If I have 2 .csv files stored locally data/file_1.csv
and data/file_2.csv
which both have the same schema, it is easy to polars-read both of them in to 1 concatenated data frame like so:
pl.read_csv('data/file_*.csv')
But if I am storing these same 2 files within Google Drive (not a GCS bucket), and I am using GDriveFileSystem
from pydrive2.fs
as my fsspec file system, I cannot find a way to make use of the glob pattern and have to read them in separately, e.g.
fs = GDriveFileSystem(ROOT_FOLDER_ID, client_id = CLIENT_ID, client_secret = CLIENT_SECRET)
dfs = []
for i in range(1, 3):
with fs.open(f'{ROOT_FOLDER_ID}/data/file_{i}.csv', 'rb') as f:
dfs += pl.read_csv(f)
df = pl.concat(dfs)
Not only does this mean I need to know and specify the amount of files and their exact file paths in advance, but the code also just feels a lot less cleaner than before.
Is there any way I can still read these multiple files with a glob path but using the fsspec file system?
Although pydrive2 has an fsspec interface, it doesn't seem to declare a protocol or register itself with fsspec, so calls like fsspec.open("gdrive://...", )
are not automatically recognised.
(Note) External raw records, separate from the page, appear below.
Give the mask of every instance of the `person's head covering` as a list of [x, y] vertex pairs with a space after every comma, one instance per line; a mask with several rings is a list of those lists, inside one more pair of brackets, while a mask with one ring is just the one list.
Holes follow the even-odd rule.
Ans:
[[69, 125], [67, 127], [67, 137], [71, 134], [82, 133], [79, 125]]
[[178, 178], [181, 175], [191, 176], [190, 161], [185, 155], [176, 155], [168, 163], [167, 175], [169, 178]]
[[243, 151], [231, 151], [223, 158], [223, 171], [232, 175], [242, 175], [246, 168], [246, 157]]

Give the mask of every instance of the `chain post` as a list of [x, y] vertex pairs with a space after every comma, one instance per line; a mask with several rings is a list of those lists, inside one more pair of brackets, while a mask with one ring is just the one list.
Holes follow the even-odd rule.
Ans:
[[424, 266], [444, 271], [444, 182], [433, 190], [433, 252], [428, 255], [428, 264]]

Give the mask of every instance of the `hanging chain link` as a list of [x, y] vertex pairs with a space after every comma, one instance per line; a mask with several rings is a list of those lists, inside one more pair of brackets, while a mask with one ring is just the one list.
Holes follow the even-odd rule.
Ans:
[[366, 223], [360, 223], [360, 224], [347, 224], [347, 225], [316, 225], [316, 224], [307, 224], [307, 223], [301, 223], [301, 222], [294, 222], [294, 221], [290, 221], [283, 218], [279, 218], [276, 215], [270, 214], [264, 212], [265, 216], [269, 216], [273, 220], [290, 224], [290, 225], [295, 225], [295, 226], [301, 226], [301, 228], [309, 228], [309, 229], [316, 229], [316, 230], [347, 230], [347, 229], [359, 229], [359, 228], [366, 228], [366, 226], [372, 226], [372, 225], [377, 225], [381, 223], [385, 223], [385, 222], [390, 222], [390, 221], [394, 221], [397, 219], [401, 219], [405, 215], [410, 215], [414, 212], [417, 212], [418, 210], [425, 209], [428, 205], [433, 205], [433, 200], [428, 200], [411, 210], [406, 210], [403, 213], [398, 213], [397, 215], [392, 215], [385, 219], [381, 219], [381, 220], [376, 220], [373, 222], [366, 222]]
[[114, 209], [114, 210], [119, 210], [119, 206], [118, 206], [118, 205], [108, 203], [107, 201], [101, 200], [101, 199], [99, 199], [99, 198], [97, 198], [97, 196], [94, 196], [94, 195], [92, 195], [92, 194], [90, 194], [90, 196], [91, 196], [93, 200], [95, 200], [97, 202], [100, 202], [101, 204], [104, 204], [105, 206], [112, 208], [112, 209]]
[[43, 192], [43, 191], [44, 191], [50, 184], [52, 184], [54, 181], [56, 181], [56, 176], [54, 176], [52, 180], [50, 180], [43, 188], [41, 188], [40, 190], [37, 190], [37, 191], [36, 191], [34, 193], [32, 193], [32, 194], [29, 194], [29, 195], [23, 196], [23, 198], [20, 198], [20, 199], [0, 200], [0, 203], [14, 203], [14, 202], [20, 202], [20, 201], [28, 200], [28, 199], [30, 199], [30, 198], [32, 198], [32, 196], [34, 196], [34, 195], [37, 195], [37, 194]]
This is the intended usage, so I suggest an issue should be raised with them to make sure this gets implemented. You could call fsspec.register_implementation
manually to assign a protocol to the PyDrive2 fsspec class.
The older, less complete and unreleased gdrivefs does support this usage, because it is listed in fsspec.registry.known_implementations.